John Braine’s novel, Room At The Top, published in 1957, contains many of the elements of a racy blockbuster. The tale of ambition and adultery, fuelled by issues of class, sex and money, follows the fortunes of 20-something Joe Lampton as he climbs his way up the ladder of social and economic success.
But this isn’t a story of glitz and glamour. The novel is set in England just after the the Second World War and Joe’s upward trajectory is not towards the golden pavements of London, or the dreaming spires of Oxford, or the glittering lights of Hollywood or Broadway.

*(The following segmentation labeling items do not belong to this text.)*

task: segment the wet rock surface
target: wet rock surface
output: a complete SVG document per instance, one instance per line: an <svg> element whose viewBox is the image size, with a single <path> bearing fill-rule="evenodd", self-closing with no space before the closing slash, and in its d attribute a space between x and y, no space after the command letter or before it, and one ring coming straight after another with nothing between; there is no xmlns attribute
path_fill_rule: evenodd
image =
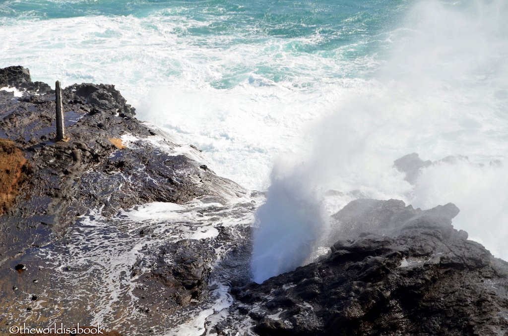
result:
<svg viewBox="0 0 508 336"><path fill-rule="evenodd" d="M350 227L329 255L235 288L217 329L247 315L260 335L508 334L508 263L453 228L458 213L353 201L334 216Z"/></svg>
<svg viewBox="0 0 508 336"><path fill-rule="evenodd" d="M99 316L125 336L508 335L508 264L453 228L452 204L356 199L332 216L327 255L247 283L262 195L138 121L112 85L64 90L59 142L49 86L16 66L3 86L23 93L0 90L2 334ZM395 166L414 183L431 164ZM180 205L147 218L156 202Z"/></svg>
<svg viewBox="0 0 508 336"><path fill-rule="evenodd" d="M5 76L10 85L22 89L31 82L29 75L14 68L13 74ZM105 103L106 109L100 110L96 103L64 99L67 142L54 140L54 94L38 95L36 104L0 91L0 138L13 142L10 146L22 152L31 166L29 171L24 169L27 178L16 206L0 218L5 233L0 241L0 260L30 245L48 244L76 216L94 207L103 206L102 213L107 216L152 201L182 204L206 196L224 201L225 196L245 194L236 183L200 167L202 162L178 154L179 146L132 117L133 111L126 112L130 106L112 86L70 88L65 89L67 95L74 92L73 97L109 90L116 105ZM132 146L119 148L125 135L136 138ZM161 150L152 139L175 149L175 153ZM199 155L199 150L192 150Z"/></svg>

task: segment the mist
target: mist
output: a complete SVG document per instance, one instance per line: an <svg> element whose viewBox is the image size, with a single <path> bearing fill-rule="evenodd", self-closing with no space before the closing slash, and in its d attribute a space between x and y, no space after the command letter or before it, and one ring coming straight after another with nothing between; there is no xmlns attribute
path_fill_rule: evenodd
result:
<svg viewBox="0 0 508 336"><path fill-rule="evenodd" d="M392 56L368 90L315 127L310 154L272 174L258 213L255 281L309 262L334 229L330 216L355 198L423 210L453 203L455 228L508 259L507 6L418 2L393 27ZM393 161L413 152L434 164L411 185ZM439 161L458 155L468 159Z"/></svg>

He is ready to sell his soul for a tastefully decorated house and a nice bathroom suite. At the beginning of the book, the very ordinariness of his aspirations highlights the misery of living in physical and intellectual poverty in an ugly town in the North of England.
From Dufton to Warley
Joe’s home town, Dufton, is portrayed with convincing detail. The back-to-back houses are drab and mean and life within their walls is aesthetically displeasing and physically uncomfortable.
The windowsill in Joe’s bathroom has a dingy mess of toothbrushes, used razor blades and three cups with broken handles. Smoke from the mills and the chemical factories covers everything in a layer of dust. Fish die in the polluted river water.

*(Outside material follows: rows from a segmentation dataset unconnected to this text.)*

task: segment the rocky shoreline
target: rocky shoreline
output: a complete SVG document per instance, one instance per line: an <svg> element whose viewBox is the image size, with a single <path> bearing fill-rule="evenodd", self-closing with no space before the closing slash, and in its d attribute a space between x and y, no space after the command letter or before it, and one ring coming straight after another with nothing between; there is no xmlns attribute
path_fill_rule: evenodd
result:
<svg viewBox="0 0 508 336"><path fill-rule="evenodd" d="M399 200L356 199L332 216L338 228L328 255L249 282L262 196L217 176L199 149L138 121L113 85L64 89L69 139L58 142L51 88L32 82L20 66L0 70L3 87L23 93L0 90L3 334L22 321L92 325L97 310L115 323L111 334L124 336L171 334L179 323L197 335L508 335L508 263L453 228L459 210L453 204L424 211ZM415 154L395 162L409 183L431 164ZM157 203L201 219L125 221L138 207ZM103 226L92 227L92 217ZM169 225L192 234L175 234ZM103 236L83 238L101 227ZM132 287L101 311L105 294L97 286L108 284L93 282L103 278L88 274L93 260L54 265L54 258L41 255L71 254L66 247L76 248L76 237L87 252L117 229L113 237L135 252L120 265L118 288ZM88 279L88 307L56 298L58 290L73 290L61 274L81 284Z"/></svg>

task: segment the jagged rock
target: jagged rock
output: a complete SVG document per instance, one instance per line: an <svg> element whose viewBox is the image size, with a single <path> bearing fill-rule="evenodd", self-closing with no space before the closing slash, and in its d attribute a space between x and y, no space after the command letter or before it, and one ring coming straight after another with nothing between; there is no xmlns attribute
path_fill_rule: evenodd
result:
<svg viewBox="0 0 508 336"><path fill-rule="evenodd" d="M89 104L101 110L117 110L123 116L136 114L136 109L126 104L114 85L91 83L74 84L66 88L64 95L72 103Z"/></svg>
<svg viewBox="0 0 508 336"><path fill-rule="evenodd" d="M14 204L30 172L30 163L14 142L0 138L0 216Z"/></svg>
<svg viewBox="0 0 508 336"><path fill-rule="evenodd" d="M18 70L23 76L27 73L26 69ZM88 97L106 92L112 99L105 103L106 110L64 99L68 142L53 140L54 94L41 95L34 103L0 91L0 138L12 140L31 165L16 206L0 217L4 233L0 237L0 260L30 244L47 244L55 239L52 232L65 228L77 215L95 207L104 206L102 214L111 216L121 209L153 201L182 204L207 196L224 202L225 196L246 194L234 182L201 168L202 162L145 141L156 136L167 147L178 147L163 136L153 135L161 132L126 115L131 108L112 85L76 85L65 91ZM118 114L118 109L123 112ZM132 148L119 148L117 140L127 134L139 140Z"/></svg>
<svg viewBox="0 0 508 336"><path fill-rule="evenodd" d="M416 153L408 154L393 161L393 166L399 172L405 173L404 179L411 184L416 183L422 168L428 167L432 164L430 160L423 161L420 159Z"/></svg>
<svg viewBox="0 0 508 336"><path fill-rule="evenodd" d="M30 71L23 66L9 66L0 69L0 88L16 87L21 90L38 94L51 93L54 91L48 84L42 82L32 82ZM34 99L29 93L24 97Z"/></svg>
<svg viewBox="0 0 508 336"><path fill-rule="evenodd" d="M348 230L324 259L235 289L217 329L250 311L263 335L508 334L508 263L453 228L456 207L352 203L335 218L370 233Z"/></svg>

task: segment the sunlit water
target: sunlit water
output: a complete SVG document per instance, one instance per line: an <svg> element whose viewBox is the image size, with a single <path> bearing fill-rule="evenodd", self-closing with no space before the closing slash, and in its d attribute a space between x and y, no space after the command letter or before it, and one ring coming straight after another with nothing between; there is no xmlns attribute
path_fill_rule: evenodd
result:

A new job in a different town provides Joe with his passport out. The job is Senior Audit Clerk at the town council. See what I mean about lack of glamour?
The town is Warley, a well-to-do, perfectly ordinary provincial market town. It is well-kept and prosperous, ‘as clean and nourishing as an egg-nog’. Joe determines to position himself in this world of detached houses and manicured lawns, where business is done at the Conservative Club and being a prominent member of the council confers status.
Following the Dream
The moment at which Joe’s aspirations take shape occurs just after his move, when the sight of a couple in an Aston Martin provide his epiphany. The girl is pretty and expensively dressed, and her boyfriend has a ‘rich man’s face, smooth with assurance and good living’. This is what he wants, the girl, the car, the money, the effortless entitlement.
It’s like Eddie Cochran’s song Something Else, where he hankers after the girl and the car and at the end of the song he’s actually standing at her door with the car outside. When it all comes true man, wow, that’s something else.
Two women
Unlike Eddie, Joe can’t get what he wants if he works hard and saves his dough. His only access to this class is through marriage to Susan Brown, daughter of the local factory-owner big-wig.
His affair with the older, unhappily married Alice Aisgill almost scuppers his chances but it’s through the affair that we catch a glimpse of Joe’s real potential and his capacity for deeper experience than that offered by Susan.
Alice is earthy, sexy, experienced, uninhibited. Their relationship is passionate and tender. Susan is vacuous and annoying. She calls him Joekins and Joety and says things like ‘Mummy will be awfully cross.’ But she holds the trump cards and she plays her ace by getting pregnant.
Multi-textured
The novel has many incidental pleasures. We get glimpses into the world of amateur dramatics and the workings of local government. References to Wilfred Pickles, a popular radio presenter, and Forces Favourites, a wartime radio request show, sit alongside references to Noel Coward, John Betjeman and Christopher Fry.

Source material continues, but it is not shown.